US export restrictions, intended to constrain Chinese AI development by denying access to cutting-edge compute, instead accelerated the very self-sufficiency they aimed to prevent. “After being tied up by US export controls and sanctions, it has become apparent that escaping this chokehold is more important in the long run than making any temporary advances,” one Chinese industry source told CSIS researchers. Fan Zhiyuan at Sinolink Securities told The Economy that Washington’s policy “is creating new opportunities for China’s semiconductor industry.”

“This is a pivotal moment for the global AI chip market.”

— Stacy Rasgon, Semiconductor Analyst, Bernstein Research

The Commerce Department approved limited Nvidia H200 exports to China in late February 2026 under a new licensing regime, according to Deloitte‘s 2026 semiconductor outlook, but disclosed neither unit volumes nor revenue projections. The move suggests tacit acknowledgment that blanket denial no longer serves US strategic interests when domestic alternatives have achieved parity in most commercial workloads. By the time H200s reach Chinese data centres, Huawei and Cambricon will have locked in multi-year procurement contracts with Alibaba, Tencent, and ByteDance worth an estimated $8-12 billion combined.

Geopolitical Fragmentation

The China market’s bifurcation into a Nvidia-dominated high-end (training, frontier models) and a Chinese-dominated mid-tier (inference, edge) mirrors broader supply chain decoupling. Taiwan remains the critical dependency—TSMC still fabricates Nvidia’s H100s and H200s, and any kinetic conflict over Taiwan would sever both US and Chinese access to leading-edge production. But China’s progress in 7nm and planned 5nm nodes (SMIC targeting 2027-2028 risk production) reduces reliance on external foundries for everything except the bleeding edge.

Context

China’s semiconductor self-sufficiency drive began in earnest after the 2018 ZTE sanctions, which nearly bankrupted the telecom giant overnight. The 2022 Huawei chip ban and subsequent export controls on AI accelerators transformed what was a defensive hedge into an existential priority. Big Fund Phase I (2014) focused on memory and logic; Phase II (2019) targeted equipment and materials; Phase III (2024) concentrates specifically on advanced packaging, EUV alternatives, and AI chip design—the exact chokepoints US controls aim to exploit.

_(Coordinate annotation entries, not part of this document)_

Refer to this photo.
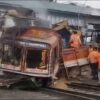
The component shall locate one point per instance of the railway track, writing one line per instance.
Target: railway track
(73, 94)
(85, 89)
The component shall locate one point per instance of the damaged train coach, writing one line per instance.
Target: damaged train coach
(33, 52)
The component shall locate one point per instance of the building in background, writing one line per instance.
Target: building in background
(51, 12)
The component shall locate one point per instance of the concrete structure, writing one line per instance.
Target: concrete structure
(52, 12)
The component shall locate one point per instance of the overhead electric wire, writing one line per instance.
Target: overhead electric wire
(79, 12)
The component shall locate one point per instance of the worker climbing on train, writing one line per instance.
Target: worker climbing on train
(75, 40)
(90, 49)
(99, 66)
(93, 60)
(43, 59)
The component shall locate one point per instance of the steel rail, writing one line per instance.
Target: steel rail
(81, 96)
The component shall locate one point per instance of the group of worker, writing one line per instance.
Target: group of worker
(75, 40)
(93, 57)
(94, 60)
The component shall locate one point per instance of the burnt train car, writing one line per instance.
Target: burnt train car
(34, 52)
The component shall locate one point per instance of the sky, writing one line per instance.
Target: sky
(91, 3)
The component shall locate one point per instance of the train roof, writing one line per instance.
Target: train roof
(41, 35)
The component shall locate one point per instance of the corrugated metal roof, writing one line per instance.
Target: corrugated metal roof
(73, 9)
(37, 5)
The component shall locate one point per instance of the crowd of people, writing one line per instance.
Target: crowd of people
(93, 57)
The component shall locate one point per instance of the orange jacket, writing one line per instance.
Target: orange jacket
(99, 61)
(90, 50)
(75, 40)
(93, 56)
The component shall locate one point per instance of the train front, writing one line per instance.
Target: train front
(29, 53)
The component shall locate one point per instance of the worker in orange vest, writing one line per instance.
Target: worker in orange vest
(75, 41)
(93, 60)
(90, 48)
(99, 66)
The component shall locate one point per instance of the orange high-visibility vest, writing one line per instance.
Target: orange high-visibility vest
(93, 57)
(75, 40)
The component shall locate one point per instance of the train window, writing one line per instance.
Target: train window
(11, 55)
(36, 59)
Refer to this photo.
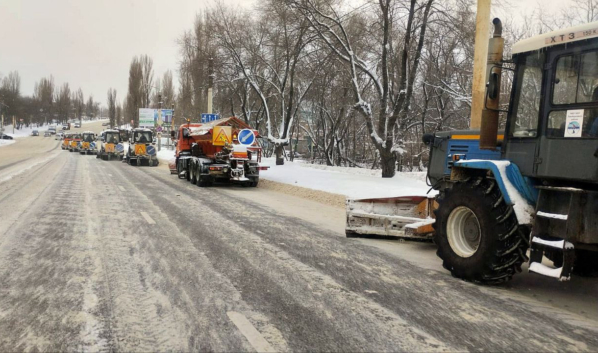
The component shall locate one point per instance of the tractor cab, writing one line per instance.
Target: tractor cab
(534, 186)
(66, 140)
(111, 146)
(88, 145)
(75, 142)
(141, 149)
(552, 129)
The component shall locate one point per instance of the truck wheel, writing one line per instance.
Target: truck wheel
(477, 233)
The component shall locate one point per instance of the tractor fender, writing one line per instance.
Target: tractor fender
(517, 190)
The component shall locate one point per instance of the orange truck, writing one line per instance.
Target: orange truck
(66, 141)
(220, 150)
(74, 143)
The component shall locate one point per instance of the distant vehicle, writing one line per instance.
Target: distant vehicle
(295, 154)
(88, 145)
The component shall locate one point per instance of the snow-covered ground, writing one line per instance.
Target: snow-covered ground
(6, 142)
(165, 154)
(351, 182)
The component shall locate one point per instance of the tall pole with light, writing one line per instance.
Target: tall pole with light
(479, 63)
(210, 83)
(159, 121)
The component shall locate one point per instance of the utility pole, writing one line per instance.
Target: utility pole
(172, 127)
(159, 121)
(210, 83)
(480, 57)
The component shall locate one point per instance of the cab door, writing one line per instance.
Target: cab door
(522, 132)
(569, 139)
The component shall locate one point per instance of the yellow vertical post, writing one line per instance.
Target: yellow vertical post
(479, 63)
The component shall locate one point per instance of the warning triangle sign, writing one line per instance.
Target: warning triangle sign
(222, 134)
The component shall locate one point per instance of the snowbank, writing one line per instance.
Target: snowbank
(6, 142)
(92, 121)
(350, 182)
(165, 154)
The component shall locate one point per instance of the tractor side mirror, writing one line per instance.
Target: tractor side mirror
(427, 139)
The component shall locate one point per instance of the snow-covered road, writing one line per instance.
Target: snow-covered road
(102, 256)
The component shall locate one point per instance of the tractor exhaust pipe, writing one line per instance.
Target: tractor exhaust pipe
(489, 126)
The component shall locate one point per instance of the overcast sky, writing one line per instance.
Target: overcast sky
(90, 43)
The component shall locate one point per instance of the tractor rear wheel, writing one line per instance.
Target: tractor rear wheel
(477, 233)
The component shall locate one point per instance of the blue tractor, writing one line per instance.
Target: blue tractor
(528, 193)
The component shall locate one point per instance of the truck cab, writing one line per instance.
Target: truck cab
(212, 151)
(141, 150)
(75, 143)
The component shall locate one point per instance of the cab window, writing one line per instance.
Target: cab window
(575, 83)
(527, 97)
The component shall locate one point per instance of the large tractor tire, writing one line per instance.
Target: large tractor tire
(179, 168)
(477, 233)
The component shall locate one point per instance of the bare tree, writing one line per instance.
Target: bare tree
(78, 103)
(393, 88)
(112, 106)
(271, 56)
(136, 93)
(10, 93)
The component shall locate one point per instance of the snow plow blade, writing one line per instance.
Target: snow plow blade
(408, 217)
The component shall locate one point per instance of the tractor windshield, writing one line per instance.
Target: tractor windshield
(112, 138)
(575, 97)
(142, 137)
(88, 137)
(526, 107)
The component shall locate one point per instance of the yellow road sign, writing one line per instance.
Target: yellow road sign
(140, 149)
(221, 135)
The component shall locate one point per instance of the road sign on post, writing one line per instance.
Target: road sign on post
(206, 118)
(221, 135)
(146, 118)
(246, 137)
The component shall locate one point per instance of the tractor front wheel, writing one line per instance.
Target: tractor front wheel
(477, 233)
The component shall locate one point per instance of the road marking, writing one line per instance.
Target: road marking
(148, 218)
(257, 341)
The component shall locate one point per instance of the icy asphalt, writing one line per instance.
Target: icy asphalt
(102, 256)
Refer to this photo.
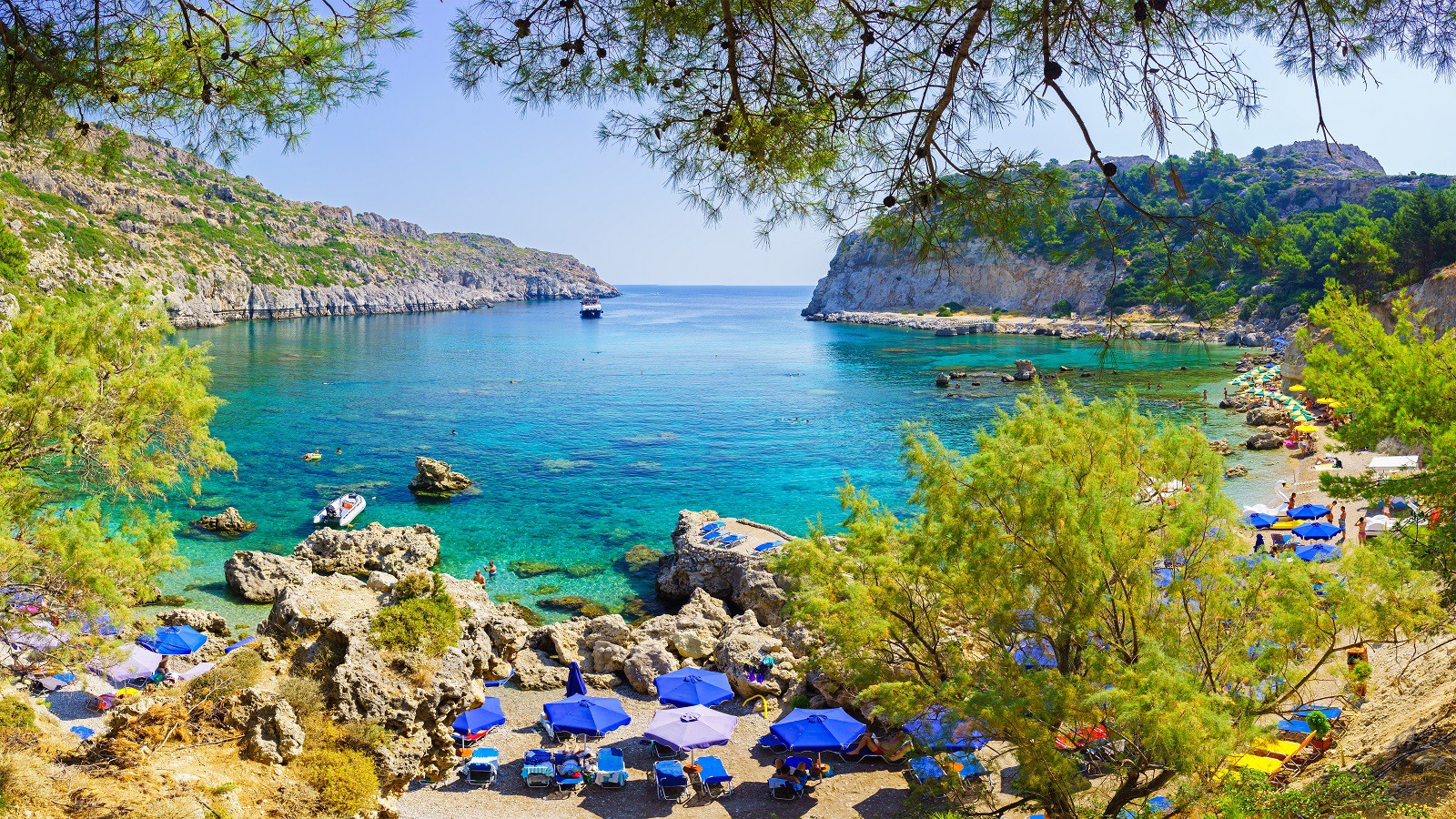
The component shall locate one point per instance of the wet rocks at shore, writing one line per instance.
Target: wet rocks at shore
(434, 479)
(228, 522)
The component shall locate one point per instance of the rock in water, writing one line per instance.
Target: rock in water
(1264, 440)
(262, 576)
(397, 550)
(434, 479)
(229, 522)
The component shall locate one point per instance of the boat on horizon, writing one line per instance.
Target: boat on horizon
(341, 511)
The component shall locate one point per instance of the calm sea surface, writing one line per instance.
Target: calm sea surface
(586, 438)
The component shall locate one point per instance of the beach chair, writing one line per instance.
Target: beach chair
(570, 775)
(672, 782)
(786, 790)
(713, 780)
(612, 771)
(926, 770)
(538, 771)
(482, 767)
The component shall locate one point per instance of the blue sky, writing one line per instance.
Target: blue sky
(424, 153)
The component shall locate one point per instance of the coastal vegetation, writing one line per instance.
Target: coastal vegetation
(96, 402)
(1079, 573)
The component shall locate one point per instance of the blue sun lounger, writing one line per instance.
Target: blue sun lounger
(715, 780)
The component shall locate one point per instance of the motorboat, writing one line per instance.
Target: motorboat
(341, 511)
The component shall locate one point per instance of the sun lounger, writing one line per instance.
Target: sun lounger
(785, 789)
(482, 767)
(672, 782)
(612, 773)
(715, 780)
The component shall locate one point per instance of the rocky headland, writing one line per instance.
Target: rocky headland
(217, 248)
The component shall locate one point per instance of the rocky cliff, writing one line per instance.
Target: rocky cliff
(220, 248)
(866, 274)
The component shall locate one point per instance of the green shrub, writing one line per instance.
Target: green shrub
(419, 624)
(346, 780)
(306, 695)
(16, 713)
(239, 671)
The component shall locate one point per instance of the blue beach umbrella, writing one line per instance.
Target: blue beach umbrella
(593, 716)
(691, 729)
(1317, 552)
(575, 685)
(819, 729)
(934, 731)
(174, 640)
(1308, 511)
(477, 720)
(693, 687)
(1317, 531)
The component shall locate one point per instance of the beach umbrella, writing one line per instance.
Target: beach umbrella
(1308, 511)
(692, 727)
(1317, 552)
(593, 716)
(819, 729)
(575, 685)
(1261, 521)
(1317, 531)
(934, 731)
(174, 640)
(137, 665)
(477, 720)
(693, 687)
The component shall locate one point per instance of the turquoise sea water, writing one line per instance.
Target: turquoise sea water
(586, 438)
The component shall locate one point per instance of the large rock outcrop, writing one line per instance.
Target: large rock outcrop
(434, 479)
(734, 573)
(220, 248)
(261, 576)
(395, 550)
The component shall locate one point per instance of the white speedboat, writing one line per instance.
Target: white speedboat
(341, 511)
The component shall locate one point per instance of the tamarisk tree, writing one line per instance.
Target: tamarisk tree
(830, 111)
(96, 404)
(218, 73)
(1079, 573)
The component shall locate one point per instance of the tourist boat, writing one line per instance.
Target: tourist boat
(341, 511)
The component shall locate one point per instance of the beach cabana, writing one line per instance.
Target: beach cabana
(590, 716)
(693, 727)
(693, 687)
(1317, 531)
(175, 640)
(819, 731)
(1308, 511)
(1317, 552)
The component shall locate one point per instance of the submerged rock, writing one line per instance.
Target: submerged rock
(434, 479)
(262, 576)
(229, 522)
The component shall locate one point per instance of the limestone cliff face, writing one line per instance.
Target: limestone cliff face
(868, 274)
(218, 248)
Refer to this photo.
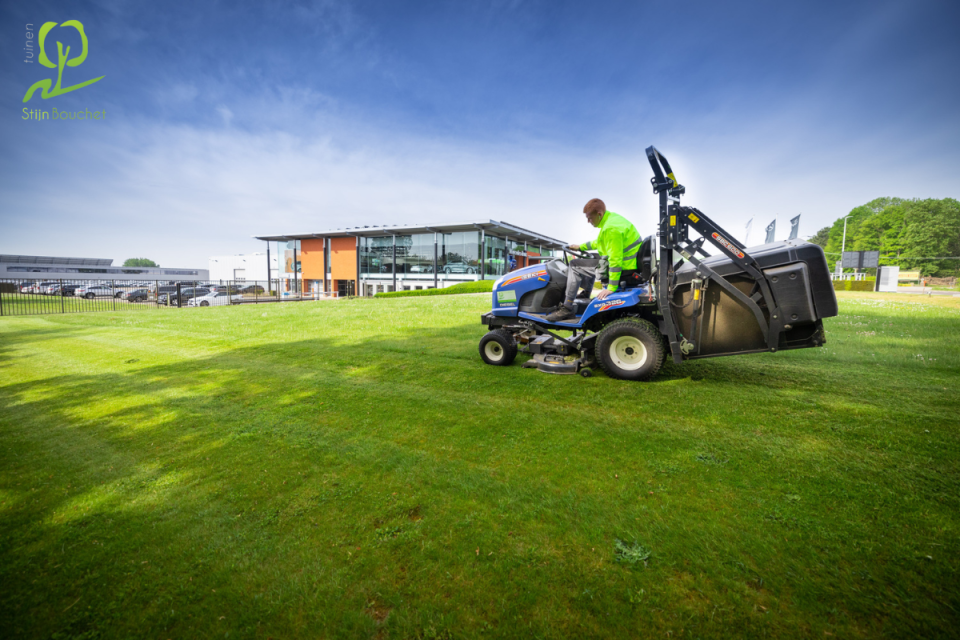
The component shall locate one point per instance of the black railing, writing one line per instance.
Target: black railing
(23, 297)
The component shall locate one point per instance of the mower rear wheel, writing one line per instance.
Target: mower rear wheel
(498, 348)
(630, 349)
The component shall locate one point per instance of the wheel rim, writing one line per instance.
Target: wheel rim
(628, 353)
(493, 350)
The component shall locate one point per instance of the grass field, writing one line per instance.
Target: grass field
(352, 470)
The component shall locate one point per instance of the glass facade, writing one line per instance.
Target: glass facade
(458, 256)
(495, 261)
(417, 260)
(376, 257)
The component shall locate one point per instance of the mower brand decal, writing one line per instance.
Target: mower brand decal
(729, 245)
(612, 303)
(526, 276)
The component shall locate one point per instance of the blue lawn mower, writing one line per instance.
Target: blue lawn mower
(680, 302)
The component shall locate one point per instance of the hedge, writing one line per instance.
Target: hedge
(479, 286)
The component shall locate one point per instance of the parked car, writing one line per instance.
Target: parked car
(252, 288)
(41, 287)
(458, 267)
(215, 299)
(97, 291)
(188, 293)
(137, 295)
(229, 288)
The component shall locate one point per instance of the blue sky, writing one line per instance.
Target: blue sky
(230, 119)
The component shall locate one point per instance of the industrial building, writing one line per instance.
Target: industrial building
(250, 267)
(53, 268)
(372, 259)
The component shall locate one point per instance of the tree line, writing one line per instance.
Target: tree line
(907, 233)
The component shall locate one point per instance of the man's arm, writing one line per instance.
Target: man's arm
(614, 244)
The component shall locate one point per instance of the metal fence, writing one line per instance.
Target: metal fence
(37, 297)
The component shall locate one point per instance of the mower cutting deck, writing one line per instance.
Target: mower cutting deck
(765, 298)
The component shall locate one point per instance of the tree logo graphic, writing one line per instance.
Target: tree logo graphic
(63, 60)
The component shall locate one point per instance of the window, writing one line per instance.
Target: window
(460, 255)
(495, 264)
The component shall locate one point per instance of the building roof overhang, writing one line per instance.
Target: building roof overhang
(503, 229)
(97, 262)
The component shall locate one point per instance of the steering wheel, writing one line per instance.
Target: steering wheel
(576, 254)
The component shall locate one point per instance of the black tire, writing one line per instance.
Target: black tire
(630, 349)
(498, 348)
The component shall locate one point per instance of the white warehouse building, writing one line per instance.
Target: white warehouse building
(242, 268)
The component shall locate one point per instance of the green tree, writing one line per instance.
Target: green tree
(881, 232)
(139, 262)
(820, 237)
(932, 229)
(856, 217)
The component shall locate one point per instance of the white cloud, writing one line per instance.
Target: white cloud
(180, 193)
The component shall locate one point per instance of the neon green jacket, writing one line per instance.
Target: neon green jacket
(619, 241)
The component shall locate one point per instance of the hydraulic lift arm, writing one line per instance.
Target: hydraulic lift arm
(673, 236)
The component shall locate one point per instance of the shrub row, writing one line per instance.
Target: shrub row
(480, 286)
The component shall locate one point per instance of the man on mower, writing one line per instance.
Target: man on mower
(618, 241)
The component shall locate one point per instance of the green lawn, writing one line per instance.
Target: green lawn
(351, 469)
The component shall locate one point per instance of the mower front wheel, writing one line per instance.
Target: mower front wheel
(498, 348)
(630, 349)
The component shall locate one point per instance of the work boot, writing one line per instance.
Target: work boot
(563, 313)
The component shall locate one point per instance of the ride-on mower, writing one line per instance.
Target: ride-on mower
(681, 301)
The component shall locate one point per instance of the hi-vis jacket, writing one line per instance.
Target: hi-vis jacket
(619, 241)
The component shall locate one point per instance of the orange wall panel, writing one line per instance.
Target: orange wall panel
(343, 258)
(311, 259)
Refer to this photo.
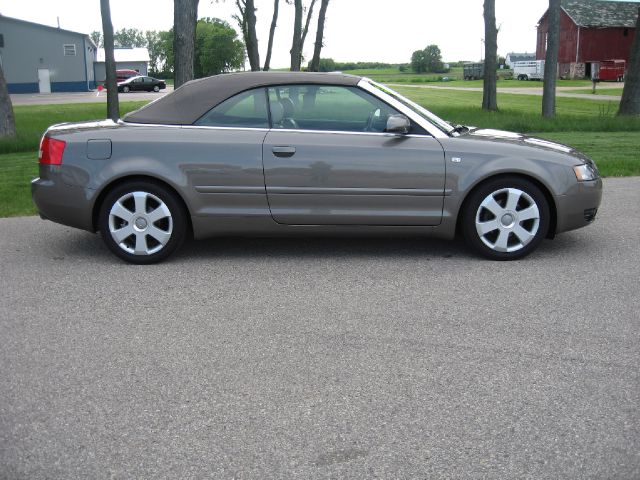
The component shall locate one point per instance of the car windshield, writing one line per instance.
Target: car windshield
(423, 112)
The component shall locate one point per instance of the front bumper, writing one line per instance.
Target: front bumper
(578, 207)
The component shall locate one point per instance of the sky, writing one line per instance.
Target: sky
(355, 30)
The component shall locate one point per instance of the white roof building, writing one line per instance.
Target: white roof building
(126, 55)
(126, 59)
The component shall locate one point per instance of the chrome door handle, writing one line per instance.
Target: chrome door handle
(284, 151)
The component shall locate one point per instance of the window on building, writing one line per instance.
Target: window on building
(69, 50)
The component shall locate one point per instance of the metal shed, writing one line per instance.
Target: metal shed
(39, 58)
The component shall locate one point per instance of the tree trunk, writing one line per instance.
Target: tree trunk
(7, 120)
(113, 106)
(315, 61)
(299, 35)
(306, 27)
(252, 38)
(185, 19)
(551, 60)
(489, 95)
(272, 31)
(296, 48)
(630, 101)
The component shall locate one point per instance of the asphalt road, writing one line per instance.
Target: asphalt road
(83, 97)
(322, 358)
(560, 91)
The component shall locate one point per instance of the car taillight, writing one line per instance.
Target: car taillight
(51, 151)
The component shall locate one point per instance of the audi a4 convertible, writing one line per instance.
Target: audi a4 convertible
(306, 153)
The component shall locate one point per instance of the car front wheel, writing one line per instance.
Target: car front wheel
(142, 222)
(505, 219)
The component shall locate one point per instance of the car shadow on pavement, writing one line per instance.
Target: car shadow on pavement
(311, 247)
(73, 244)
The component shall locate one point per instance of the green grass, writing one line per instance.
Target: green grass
(16, 171)
(521, 113)
(33, 120)
(599, 91)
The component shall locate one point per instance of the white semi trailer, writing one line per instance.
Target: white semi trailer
(530, 70)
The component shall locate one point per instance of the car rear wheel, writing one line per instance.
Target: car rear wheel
(506, 218)
(142, 222)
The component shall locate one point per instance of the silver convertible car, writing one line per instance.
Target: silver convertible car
(284, 153)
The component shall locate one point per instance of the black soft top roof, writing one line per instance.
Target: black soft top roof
(195, 98)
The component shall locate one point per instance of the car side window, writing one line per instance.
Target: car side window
(327, 107)
(245, 110)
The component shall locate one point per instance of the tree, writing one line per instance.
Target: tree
(427, 60)
(325, 65)
(247, 23)
(299, 34)
(185, 19)
(165, 51)
(113, 107)
(551, 60)
(315, 60)
(489, 94)
(96, 36)
(217, 48)
(7, 119)
(272, 31)
(129, 38)
(418, 63)
(630, 101)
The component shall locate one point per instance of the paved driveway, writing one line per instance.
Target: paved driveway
(312, 358)
(83, 97)
(560, 91)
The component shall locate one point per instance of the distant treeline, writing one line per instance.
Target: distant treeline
(330, 65)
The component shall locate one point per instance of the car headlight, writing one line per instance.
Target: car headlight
(585, 172)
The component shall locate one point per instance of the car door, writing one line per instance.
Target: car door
(222, 154)
(328, 161)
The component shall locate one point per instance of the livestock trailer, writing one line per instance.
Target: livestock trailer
(531, 70)
(473, 71)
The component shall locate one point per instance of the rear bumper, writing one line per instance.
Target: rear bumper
(61, 203)
(579, 206)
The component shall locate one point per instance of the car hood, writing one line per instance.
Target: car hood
(512, 138)
(520, 138)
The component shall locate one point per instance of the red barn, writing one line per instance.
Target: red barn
(590, 31)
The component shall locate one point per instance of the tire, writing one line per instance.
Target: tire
(505, 218)
(142, 222)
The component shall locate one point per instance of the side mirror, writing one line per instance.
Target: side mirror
(398, 124)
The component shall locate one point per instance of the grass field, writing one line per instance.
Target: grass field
(589, 125)
(454, 78)
(599, 91)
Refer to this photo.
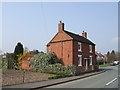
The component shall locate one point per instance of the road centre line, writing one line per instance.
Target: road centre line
(111, 81)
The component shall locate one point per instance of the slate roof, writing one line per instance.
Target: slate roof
(79, 38)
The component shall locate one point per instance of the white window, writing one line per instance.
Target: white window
(90, 47)
(90, 60)
(79, 47)
(79, 60)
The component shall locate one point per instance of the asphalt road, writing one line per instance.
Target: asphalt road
(108, 79)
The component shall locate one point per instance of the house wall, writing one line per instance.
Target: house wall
(85, 54)
(63, 50)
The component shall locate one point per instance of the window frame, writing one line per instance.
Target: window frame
(90, 48)
(91, 59)
(80, 44)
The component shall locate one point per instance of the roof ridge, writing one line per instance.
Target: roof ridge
(78, 37)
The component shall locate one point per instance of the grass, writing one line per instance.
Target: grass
(59, 75)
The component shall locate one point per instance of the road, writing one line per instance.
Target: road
(108, 79)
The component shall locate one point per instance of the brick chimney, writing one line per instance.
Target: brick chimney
(84, 34)
(60, 26)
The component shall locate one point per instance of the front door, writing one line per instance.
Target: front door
(86, 64)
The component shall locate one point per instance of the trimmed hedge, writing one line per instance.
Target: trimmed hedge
(41, 63)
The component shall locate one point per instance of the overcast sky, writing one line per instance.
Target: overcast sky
(35, 24)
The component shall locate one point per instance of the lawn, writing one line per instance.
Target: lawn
(10, 77)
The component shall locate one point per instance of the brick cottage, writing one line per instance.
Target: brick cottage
(73, 49)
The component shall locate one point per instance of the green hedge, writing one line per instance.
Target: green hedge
(48, 62)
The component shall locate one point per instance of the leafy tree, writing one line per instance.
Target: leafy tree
(17, 52)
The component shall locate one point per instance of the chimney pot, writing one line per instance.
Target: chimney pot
(84, 34)
(60, 27)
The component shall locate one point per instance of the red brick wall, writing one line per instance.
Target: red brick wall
(63, 51)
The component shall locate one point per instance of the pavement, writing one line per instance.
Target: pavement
(42, 84)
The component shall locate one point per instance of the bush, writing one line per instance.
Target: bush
(48, 62)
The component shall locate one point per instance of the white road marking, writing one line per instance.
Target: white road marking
(111, 81)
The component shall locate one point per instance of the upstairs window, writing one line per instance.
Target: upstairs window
(79, 60)
(90, 60)
(90, 47)
(79, 47)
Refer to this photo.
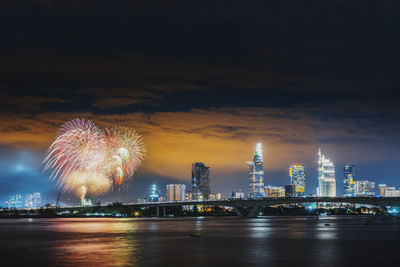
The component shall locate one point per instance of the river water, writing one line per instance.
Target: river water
(267, 241)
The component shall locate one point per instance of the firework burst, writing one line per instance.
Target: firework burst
(88, 160)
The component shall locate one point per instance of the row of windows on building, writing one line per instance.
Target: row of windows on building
(28, 201)
(200, 189)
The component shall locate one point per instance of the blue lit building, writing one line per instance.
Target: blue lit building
(349, 180)
(256, 176)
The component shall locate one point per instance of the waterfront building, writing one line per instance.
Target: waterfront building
(326, 177)
(16, 201)
(175, 192)
(217, 196)
(274, 191)
(200, 181)
(298, 179)
(154, 193)
(237, 194)
(33, 201)
(290, 190)
(364, 188)
(349, 180)
(388, 191)
(188, 195)
(28, 201)
(256, 176)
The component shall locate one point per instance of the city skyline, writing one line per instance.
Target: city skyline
(197, 100)
(201, 178)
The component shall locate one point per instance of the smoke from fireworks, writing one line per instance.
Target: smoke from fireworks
(88, 160)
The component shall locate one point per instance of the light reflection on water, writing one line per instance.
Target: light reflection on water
(106, 243)
(283, 241)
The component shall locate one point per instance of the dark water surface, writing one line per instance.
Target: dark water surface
(267, 241)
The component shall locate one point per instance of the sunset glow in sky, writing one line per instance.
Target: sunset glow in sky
(203, 85)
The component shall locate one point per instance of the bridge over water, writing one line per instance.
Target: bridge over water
(250, 207)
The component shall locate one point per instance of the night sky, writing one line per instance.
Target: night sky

Korea and Japan face impossible arbitrage. SK Hynix and Samsung supply 75% of global HBM—critical for both Nvidia and Chinese aspirations—but US pressure to restrict HBM exports to China conflicts with $40+ billion in annual Korea-China semiconductor trade. ASML’s EUV monopoly gives the Netherlands veto power over Chinese 3nm ambitions, but blocking all DUV sales (needed for 7nm) would sacrifice €8 billion in annual China revenue. These tensions will sharpen as Chinese demand grows and US containment tightens.

What to Watch

SMIC’s 2026 capacity expansion execution will determine whether Huawei and Cambricon can meet production targets or face allocation shortfalls that hand market share back to Nvidia. HBM remains the binding constraint—any breakthrough in CXMT yield rates or a second domestic HBM producer would accelerate Chinese independence; conversely, supply bottlenecks could leave 300,000-400,000 units of AI accelerator demand unfulfilled, creating an opening for authorised Nvidia sales. Watch for bilateral HBM export restrictions from South Korea or Japan—the next logical escalation in US containment strategy.